«Per tutti gli illusi»
Danza, questa sera al Duse «Io, Don Chisciotte» di Fabrizio Monteverde In scena il Balletto di Roma
Ci voleva il capolavoro del Siglo de oro, il Don Chisciotte della Mancia di Miguel de Cervantes, per separare Fabrizio Monteverde dalla sua Cuba, il Paese dove ha deciso di vivere dopo il ritiro dalle scene annunciato con Il lago dei cigni ovvero il canto del 2014. Che poi, l’isola caraibica per il coreografo e regista romano è linfa (anche) per nuove creazioni. Quando Francesca Magnini e Luciano Carratoni del Balletto di Roma gli hanno chiesto un titolo in occasione dei sessanta anni, lui, coreografo associato della storica compagnia, ha tirato fuori dal cassetto il Don Chisciotte. Come per Giulietta e Romeo, Otello, Cenerentola,
Monteverde, curandone regia e coreografia, ha fatto «sua» anche l’opera di de Cervantes. E non è un caso se il titolo esatto del lavoro sia Io, Don Chisciotte. Questa sera è di scena al teatro Duse di via Cartoleria (ore 21, info 051/231836). Lo si comprende dall’incipit recitato e una voce avverte che lo spettacolo è dedicato a tutti gli illusi, a quelli che parlano al vento, ai pazzi per amore, ai visionari. Ma anche ai reietti, agli esclusi, ai folli veri, presunti, agli uomini di cuore. A chi non vuole distinguere tra realtà e finzione. E ai teatranti.

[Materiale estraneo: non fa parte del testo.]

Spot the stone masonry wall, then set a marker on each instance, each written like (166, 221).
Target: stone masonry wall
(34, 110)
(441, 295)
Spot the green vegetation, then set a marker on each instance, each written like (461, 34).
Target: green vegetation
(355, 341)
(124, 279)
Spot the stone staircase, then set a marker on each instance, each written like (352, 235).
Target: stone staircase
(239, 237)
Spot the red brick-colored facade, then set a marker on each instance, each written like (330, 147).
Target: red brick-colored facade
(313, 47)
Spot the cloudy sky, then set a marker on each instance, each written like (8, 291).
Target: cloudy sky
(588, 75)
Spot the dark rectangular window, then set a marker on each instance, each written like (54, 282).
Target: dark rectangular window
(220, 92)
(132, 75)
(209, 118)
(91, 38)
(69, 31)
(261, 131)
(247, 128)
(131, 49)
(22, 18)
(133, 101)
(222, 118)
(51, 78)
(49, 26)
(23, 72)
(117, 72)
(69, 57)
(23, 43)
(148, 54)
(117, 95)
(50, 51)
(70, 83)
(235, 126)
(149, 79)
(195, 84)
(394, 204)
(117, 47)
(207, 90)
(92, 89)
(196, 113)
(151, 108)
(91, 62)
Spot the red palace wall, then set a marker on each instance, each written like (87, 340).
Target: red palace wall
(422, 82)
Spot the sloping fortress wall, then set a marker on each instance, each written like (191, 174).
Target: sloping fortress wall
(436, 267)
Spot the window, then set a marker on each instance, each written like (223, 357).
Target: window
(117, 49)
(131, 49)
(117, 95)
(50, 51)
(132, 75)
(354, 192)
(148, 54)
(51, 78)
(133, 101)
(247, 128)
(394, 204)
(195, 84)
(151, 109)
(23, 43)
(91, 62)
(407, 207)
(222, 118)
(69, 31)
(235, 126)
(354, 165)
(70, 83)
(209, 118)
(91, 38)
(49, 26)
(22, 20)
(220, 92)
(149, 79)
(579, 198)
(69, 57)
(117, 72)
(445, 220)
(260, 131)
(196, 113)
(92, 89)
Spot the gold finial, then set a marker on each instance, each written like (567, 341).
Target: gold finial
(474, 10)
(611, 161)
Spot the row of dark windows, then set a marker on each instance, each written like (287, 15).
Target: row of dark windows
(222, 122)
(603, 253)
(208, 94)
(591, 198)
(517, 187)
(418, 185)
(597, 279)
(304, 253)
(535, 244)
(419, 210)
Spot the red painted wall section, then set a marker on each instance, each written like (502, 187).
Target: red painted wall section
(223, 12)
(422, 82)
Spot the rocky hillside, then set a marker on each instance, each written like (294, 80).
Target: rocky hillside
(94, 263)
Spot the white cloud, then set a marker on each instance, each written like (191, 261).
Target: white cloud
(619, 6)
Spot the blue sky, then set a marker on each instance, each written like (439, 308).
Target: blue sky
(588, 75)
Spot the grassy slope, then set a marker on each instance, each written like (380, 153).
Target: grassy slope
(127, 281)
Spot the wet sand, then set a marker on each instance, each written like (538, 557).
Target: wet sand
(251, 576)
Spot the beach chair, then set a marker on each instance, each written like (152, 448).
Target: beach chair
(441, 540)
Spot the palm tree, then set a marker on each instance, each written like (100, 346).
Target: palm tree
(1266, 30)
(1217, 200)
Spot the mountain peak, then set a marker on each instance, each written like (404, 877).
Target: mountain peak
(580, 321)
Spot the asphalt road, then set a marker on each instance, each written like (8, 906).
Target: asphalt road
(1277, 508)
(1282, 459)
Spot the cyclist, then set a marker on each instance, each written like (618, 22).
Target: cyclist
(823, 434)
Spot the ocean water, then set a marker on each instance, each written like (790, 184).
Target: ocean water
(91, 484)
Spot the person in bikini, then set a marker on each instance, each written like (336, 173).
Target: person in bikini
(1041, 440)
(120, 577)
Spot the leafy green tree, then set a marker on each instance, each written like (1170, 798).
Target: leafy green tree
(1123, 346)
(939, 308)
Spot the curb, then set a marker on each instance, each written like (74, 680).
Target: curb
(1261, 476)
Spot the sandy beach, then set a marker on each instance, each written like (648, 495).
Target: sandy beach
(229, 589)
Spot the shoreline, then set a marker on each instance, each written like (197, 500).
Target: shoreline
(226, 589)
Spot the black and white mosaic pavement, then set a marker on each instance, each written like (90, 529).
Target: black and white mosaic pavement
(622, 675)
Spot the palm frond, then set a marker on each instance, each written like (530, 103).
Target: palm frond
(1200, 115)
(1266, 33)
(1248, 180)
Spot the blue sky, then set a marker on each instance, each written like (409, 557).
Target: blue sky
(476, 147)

Monteverde, bisogna ringraziare il Don Chisciotte per il suo ritorno in Italia?
«Sono tornato giusto ieri da L’Avana. A volte la nostalgia del teatro mi prende: per quello non ci sono Caraibi che tengano. Per me Cuba è un luogo che mi aiuta a dimenticare. Un sogno, quasi. Un modo di tornare indietro, riappropriarsi delle cose perdute e tornare a vivere in modo basico, accontentandosi del mare, il sole, la gente».
Perché questa scelta?
«In realtà avevo tre opzioni, ma il Don Chiosciotte era quello che mi apparteneva di più. Nel senso che mi sento un po’ Don Chisciotte. Lo so
no ad esempio anche quando cerco una fuga da un’Italia che non riconosco più. Lui è un nobile mendicante che cerca di vivere in una realtà che non gli appartiene più e decide forse di impazzire. Una follia che deriva dal troppo leggere e questa cosa mi piace moltissimo. Tutti si fermano alla questione dei mulini a vento, e invece è un romanzo complicatissimo. E quando si dice che questo è uno dei romanzi più famosi al mondo ma nessuno lo legge, si dice il vero».
Perché quella dedica all’inizio dello spettacolo?
«Perché in fin dei conti vorrei dedicarlo a chi lotta. A chi ha un sogno, una meta che magari non raggiungerà, ma continua a crederci. Come Don Chisciotte, il sognatore».
Che spettacolo vedremo?
«Mi piace essere fuori moda. La danza è diventata qualcosa di talmente astratto, di quotidiano dove sembra che tutti possano ballare dimenticando la tecnica. Passerò per dinosauro, ma amo pensare la danza fatta di energia, tecnica, bellezza e, nel mio caso specifico, di racconto. Quindi anche questo lavoro è danza narrativa. Del resto, nasco a teatro».
Perché è importante rileggere i classici?
«Per darne una visione nuova. Una spolverata. Romeo e Giulietta l’ho fatto trent’ anni fa e lo rifarei con mille letture differenti. Attraversa i secoli».
Tornerà a Cuba?
«Credo di sì. Avrò bisogno di sedimentare. Di relax. E di fuggire da questa Italia che mi piace sempre meno. Se devo dire di chi ho fiducia, dico le sardine. Sono giovani e stanchi di volgarità e razzismi».